Dünya üzerindeki tüm canlılar, yaradılış gereği, işlerinin tamamından yani sorumluluğu nispetinde, hükümlü ve yükümlü olduğunun farkında olmasıdır.
Günümüzde körleşen zihin ve yalanların çoğaldığı, gerçeklere karşı çıkma ve kör olma hallerinin bir davranışa dönüştüğü ,iyi olanı nankörce yaşama tercih edildiği bir zaman diliminde yaşıyoruz.
Bu kadar yalan bir Dünya'da.
Fakatı ve aması olmadan kabul edilmesi gereken nokta ise;
Huzurlu olmak.
Bir kitabı okumak gibi...
Bir kelebeği, arı yada karıncayı izlemek gibi.

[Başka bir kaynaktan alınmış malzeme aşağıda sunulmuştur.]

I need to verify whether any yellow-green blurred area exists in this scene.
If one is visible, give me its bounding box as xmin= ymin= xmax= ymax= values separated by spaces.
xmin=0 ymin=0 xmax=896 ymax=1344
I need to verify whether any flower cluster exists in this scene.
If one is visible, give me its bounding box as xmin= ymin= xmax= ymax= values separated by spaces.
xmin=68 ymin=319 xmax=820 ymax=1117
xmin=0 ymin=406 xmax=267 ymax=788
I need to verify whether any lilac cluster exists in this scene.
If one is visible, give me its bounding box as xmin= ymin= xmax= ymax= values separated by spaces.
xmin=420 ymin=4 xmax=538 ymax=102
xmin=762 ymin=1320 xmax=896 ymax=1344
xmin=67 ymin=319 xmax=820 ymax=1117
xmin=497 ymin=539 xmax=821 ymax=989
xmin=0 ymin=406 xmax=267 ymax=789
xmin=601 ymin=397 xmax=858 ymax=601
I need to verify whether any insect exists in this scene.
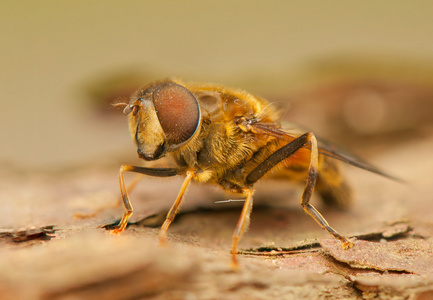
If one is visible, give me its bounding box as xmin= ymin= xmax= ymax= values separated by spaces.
xmin=112 ymin=79 xmax=387 ymax=266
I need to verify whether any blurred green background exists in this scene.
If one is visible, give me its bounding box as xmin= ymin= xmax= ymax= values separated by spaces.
xmin=0 ymin=0 xmax=433 ymax=171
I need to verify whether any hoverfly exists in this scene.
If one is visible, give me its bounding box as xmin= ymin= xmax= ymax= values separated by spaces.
xmin=112 ymin=79 xmax=387 ymax=265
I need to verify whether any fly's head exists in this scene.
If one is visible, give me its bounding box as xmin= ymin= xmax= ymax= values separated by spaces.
xmin=123 ymin=81 xmax=201 ymax=160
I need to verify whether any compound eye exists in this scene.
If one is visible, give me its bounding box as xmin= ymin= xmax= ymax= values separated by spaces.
xmin=153 ymin=82 xmax=200 ymax=145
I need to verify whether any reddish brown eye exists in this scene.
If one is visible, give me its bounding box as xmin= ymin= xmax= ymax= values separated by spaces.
xmin=153 ymin=82 xmax=200 ymax=145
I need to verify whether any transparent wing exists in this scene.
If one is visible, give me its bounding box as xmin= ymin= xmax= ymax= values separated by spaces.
xmin=250 ymin=121 xmax=401 ymax=181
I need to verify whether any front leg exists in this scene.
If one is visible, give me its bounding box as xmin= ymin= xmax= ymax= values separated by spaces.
xmin=110 ymin=165 xmax=182 ymax=235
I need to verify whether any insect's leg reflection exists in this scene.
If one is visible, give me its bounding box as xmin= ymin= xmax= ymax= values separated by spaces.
xmin=232 ymin=189 xmax=254 ymax=268
xmin=159 ymin=171 xmax=195 ymax=246
xmin=111 ymin=165 xmax=181 ymax=235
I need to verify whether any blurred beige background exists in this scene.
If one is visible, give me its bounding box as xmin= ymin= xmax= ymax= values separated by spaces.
xmin=0 ymin=1 xmax=433 ymax=170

Hissettiklerini, hissettirmesi, güzelliğin içerisinde olma hâli.
Bu durum günümüzde kimi ne kadar ilgilendiriyor?
Bir soru daha ekleyim.
"Eğer yeniden dünyaya gelseydim" ilenmelerde bulunduğumuz bu günlerde, içimizdeki gel-gitler ne kadar teselli buluyor?
Bilemiyorum.
Cevabını bilmesemde, hayal ile hemhal olduğumda;
Misal bir Şahin olarak...
Leylekler gibi...
Olmak isterdim.
Onlardan, kimse nefret etmez, onları kimse kıskanmaz ya da istemez ya da kimsenin onlara ihtiyacı yoktur. Hiçbir zaman canı sıkkın ya da tehlikede değildirler.

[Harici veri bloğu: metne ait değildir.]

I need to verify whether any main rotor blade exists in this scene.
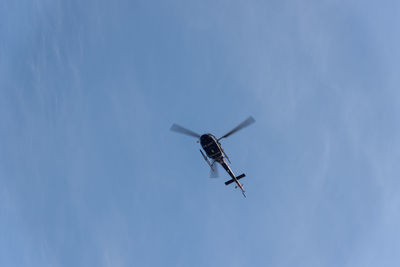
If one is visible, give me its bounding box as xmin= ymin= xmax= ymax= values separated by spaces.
xmin=218 ymin=116 xmax=255 ymax=140
xmin=170 ymin=123 xmax=200 ymax=138
xmin=210 ymin=161 xmax=219 ymax=178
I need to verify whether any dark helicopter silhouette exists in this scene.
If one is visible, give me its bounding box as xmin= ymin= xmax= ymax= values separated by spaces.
xmin=171 ymin=116 xmax=255 ymax=197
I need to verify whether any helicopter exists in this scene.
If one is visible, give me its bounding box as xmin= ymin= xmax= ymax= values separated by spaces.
xmin=170 ymin=116 xmax=255 ymax=197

Böylesi bir canlı türü olarak yaşamayı kim istemez!?
Lakin Dünyayı körleştirenler , sırtlanlar, çakallar eşliğinde, Dünya hegemonlarının gitgide daha pervasızca alçaklaşıyor olmaları ,bu güzellikleri görmemize engel oluyorlar.
Aslında azıcık irfan sahibi kimseler, doğrunun eksik anlatımlarından geçerek, doğruyu daha derin bir biçimde kavranmadığını iyi biliyorlar. Tıpkı, yedi bağın gülü, olunamayacağı gibi..
Düşünce de her zeminde başka başka kalıplara bürünmez. Her düşünce sahibinden bir iz taşır.
Düşünce düşünürün adresidir. Başka adreste aranmaz.
Düşünmek belli bir davranış biçimi gerektirir. Belli kuralları, sağlam ilkelere dayanır. Ancak bu yolla verimli, yaratıcı olur düşünmek.
Anlamıyor musun?
"Gelişigüzel düşünmek" yoktur.
Zira sindiremeyen mide, içindekileri kusar.